"On the whole, I do not find Christians, outside of the catacombs, sufficiently sensible of conditions. Does anyone have the foggiest idea what sort of power we so blithely invoke? Or, as I suspect, does not one believe a word of it? The churches are children playing on the floor with their chemistry sets, making up a batch of TNT to kill a Sunday morning. It is madness to wear ladies hats and straw hats and velvet hats to church; we should all be wearing crash helmets. Ushers should issue life preservers and signal flares; they should lash us to our pews. For the sleeping god may wake someday and take offense, or the waking god may draw us out to where we can never return." - Annie Dillard, Teaching a Stone to Talk

Monday, April 19, 2010

Ruined for Life

I have the best Dad in the whole world. When I was a child, I remember engaging in the popular "my dad is better than your dad" debate with other children on the school playground. In all objectivity, however, as an adult, this saying STILL holds true. I have many relatives and friends who would agree with me on this statement, with a mixture of both admiration and envy, of what I and my siblings have.

Like any daily family dynamic, though, I did not realize how marvelous my father was when I was growing up. I thought everyone had a dad who said, "I love you" to them on a daily basis. Didn't all my friends have a dad that wrote, "Foxy Lady" on their lunch bag? I thought that being smothered in hugs, kisses, and positive affirmation was a consistent reality for most families. I believed that every child had a parent that stated to them, 'I believe in you and you can do anything that you set your mind to do." I was sure that my friends had a dad who tucked them in at night and read stories to them, right? As the years passed, I realized that I was sadly mistaken.

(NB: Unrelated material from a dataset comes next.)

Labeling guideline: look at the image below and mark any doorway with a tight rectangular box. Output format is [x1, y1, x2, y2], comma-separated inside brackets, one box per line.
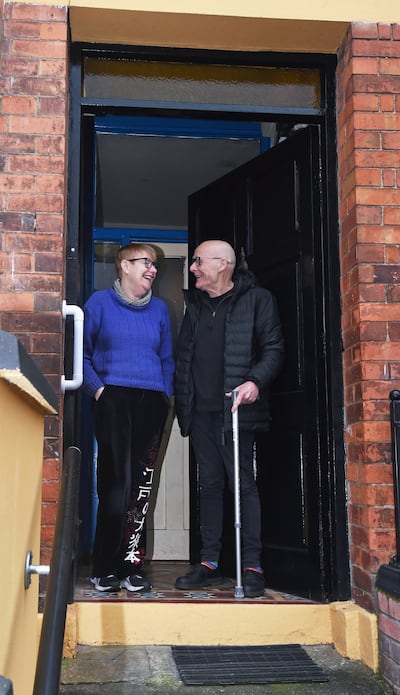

I remember having a particularly difficult time in high school. Raging hormones, coupled with crippling insecurity, acne, thick glasses, braces and obesity, did not make for a smooth transition for me into the teenage years. Let's just say that I wasn't going to be on the cheerleading squad, dating a football player, or going to prom. I could even get into a size 12 pair of pants! I came home from a day that was especially painful, for reasons that I cannot fully remember, and there was a card waiting for me on my bed. I opened the card and, on the front of the card, was a pair of two hands, cupping each other. Inside the card, it read, "From the first touch, I knew you were mine. I love you, Dad". I burst out crying and flung myself on the bed with all of the emotional angst that a teenager could muster. This was just like one of those scenes out of a sappy Hallmark commercial, except that this was real and it was happening to me! Though I didn't realize the full impact of that card in that moment, years later, I realize that I both belong to and am known by my dad in a way that no bond could ever break.

Not only did Dad provide me with emotional support as a needy teenager, but Dad continues to be one of my spiritual role models today. When I was eight years old, my Dad baptized me into the Christian faith. When I was 10 years old, Dad took me out on a date and showed me what it was like to be treated like a woman after God's own heart. When I was ordained as a pastor, Dad's simple speech about my character was authentic and powerful, bringing many to tears. As a bride, Dad walked me down the aisle and symbolically transferred his protection and provision of me over to my husband with pride and dignity. Finally, when I was going through my divorce and undergoing painful discussions with my church leadership, Dad was in attendance, supporting my best interests and ensuring me that someone truly cared about not only my ministry position, but my emotional health as well. After one disturbing meeting that finalized the details of my leave of absence, Dad looked me in the eyes and said, "I am so proud of you and what you have done. You are brave." When all the men in my life had abandoned me, Dad was there to validate my emotions and my experience. Dad has been "Jesus with skin on."

So, I am happily ruined for life. No man on earth can ever compare to my father. While this is a wonderful predicament to have, it also leaves me feeling conflicted. How will I make a better choice in a relationship the next time around? What expectations are unrealistic and what expectations are normal and healthy? God is going to have to help me sift through my high standards, and distorted ideas of husbandly roles through His discerning and perfect sieve of truth. I trust that He will show me what I can live with and what I can live without.

In the meantime, I happily settle back into Dad's provision. Who doesn't want to be told that they are beautiful, wonderful, and amazing every day? I thought not. I am one lucky lady.